# The Fine Art of Gaming Etiquette



## Combatmuffin (Apr 23, 2008)

For the further edification and enjoyment of ALL gamers!

While the popular view of gamers being basement dwelling, anti-social, unhygienic men who live with their moms persists, the truth is that the moniker “gamer” encompasses many types of people in society. It is true that there is a core group that fits the stereotype, but more often than not, you will find that your local gamers are intelligent, well-spoken, well-groomed, socially adept members of society that just happen to have a love for all things fantasy/sci-fi and gaming. Because gaming in a group can bring together many varying types of people, gaming has slowly developed its own brand of etiquette.

These “rules” are more or less handed down verbally during a game. There are always variations, but the core of the rules seems to stay the same. Just like most games have “house rules” regarding game play, so do most games have “house rules” when it comes to how their members act. Most of the time, gaming etiquette is handled by the gaming group at large – usually the person breaking etiquette will be mocked mercilessly or gently herded back into the fold of proper gaming behavior. At times, the DM/Storyteller/Host will find it necessary to enforce one of these rules. 

*Rule #1: Arrive on time and ready to game.* There is nothing more frustrating to a DM and dedicated gamers than planning an entire game only to discover that some of the players have made alternate plans and will only be “2 hours late today” or “Oh, geez, I went to the movies before this and didn’t think to bring my dice bag.” The DM and the rest of the gaming group has most likely been thinking about this gaming session since the end of the last one. The DM has ideas and plans for the group. The players are looking forward to advancing the story line. For them, game night is important and exciting. To find out at the last minute that a player or group of players views a movie as more important than the game is not only a real downer, it makes the DM (and the group) question whether they even want to be involved in the game. The bottom line is if you have something going on, give the DM plenty of notice. And try to remember to pack your gaming gear before you leave the house.


*Rule #2: Respect your gaming environment.* Games can take place in a multitude of areas. You might attend a game at a local store, a school, a library, or the home of a friend. While each environment is different, there are some common rules that hold true no matter where you game. Respect the boundaries – only go into rooms that have been designated “ok.” If a door is closed to a room, don’t go there. Remember to be tidy. This is not your home. You are a guest. Use trash cans and clean up after yourself. Always ask before rummaging through items on bookshelves/in a room. It’s always polite before you touch another person’s possessions. Common sense rules that are sometimes tossed aside among people who see each other every week or every other week.

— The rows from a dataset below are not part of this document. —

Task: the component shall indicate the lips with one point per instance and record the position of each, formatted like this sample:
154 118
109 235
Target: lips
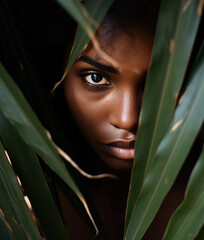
121 149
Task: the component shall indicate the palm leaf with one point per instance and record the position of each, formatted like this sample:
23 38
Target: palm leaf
187 220
171 152
27 168
21 116
175 35
14 211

*Rule #3: Respect your fellow gamers.* There is nothing worse than sitting down at the gaming table, pulling out your character sheet and having a gaming buddy pick it up and start reading it. Similarly, handling a friend’s dice without permission is like licking your finger and sticking it in their pie. Neither of those actions is considered polite, and it can result in the instigator being thoroughly chastised and perhaps ignored for a while. When you show up to a game, your seat denotes your space. All other gamers should respect that space and ask before touching your books, dice, pens, pencils, erasers and other gaming accoutrements. Don’t turn into the unattended game store kid, ask before you touch. And for god’s sake, DON’T TOUCH THE MINIS IN THE MIDDLE OF COMBAT !!

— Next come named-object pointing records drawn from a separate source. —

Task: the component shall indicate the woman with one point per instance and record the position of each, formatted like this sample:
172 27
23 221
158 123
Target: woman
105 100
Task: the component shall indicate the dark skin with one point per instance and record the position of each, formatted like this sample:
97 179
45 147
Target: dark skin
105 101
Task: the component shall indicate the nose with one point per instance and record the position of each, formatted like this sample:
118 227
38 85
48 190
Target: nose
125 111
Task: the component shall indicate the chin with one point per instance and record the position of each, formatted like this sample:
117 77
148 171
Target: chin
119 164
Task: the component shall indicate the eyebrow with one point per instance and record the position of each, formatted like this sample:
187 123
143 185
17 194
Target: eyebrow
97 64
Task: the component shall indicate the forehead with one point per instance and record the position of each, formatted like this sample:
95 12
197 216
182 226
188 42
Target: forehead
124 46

*Rule #4: Snacks are a group effort.* So your game runs through dinner time. The host of the game has no problems providing the main course, but you get to the house and find that they have not bought a drink you like. Do you a) inform your host that they are a jerk and pout or b) bring your own favorite beverage? Anybody who answers “A” has just flunked Gaming Etiquette. Just as gaming is a group activity, food is a pot-luck affair. Most gaming groups will consist of somebody who doesn’t mind providing the food, somebody who doesn’t mind providing the drinks, and at least one person who will complain that there is nothing around that they like. The typical “But I don’t eat meat on a pizza!” response has elicited more than just groans in a gaming group. It can easily lead to hurt feelings and problems around the table. The easiest way to avoid this is to always contribute to the gaming snacks. If you like to bring sweets, designate yourself the “dessert” person. If you MUST have that diet beverage, offer to pick up some 2 liter bottles. But, the bottom line is that if you don’t contribute to the food then you lose the right to request a menu suited for your diet.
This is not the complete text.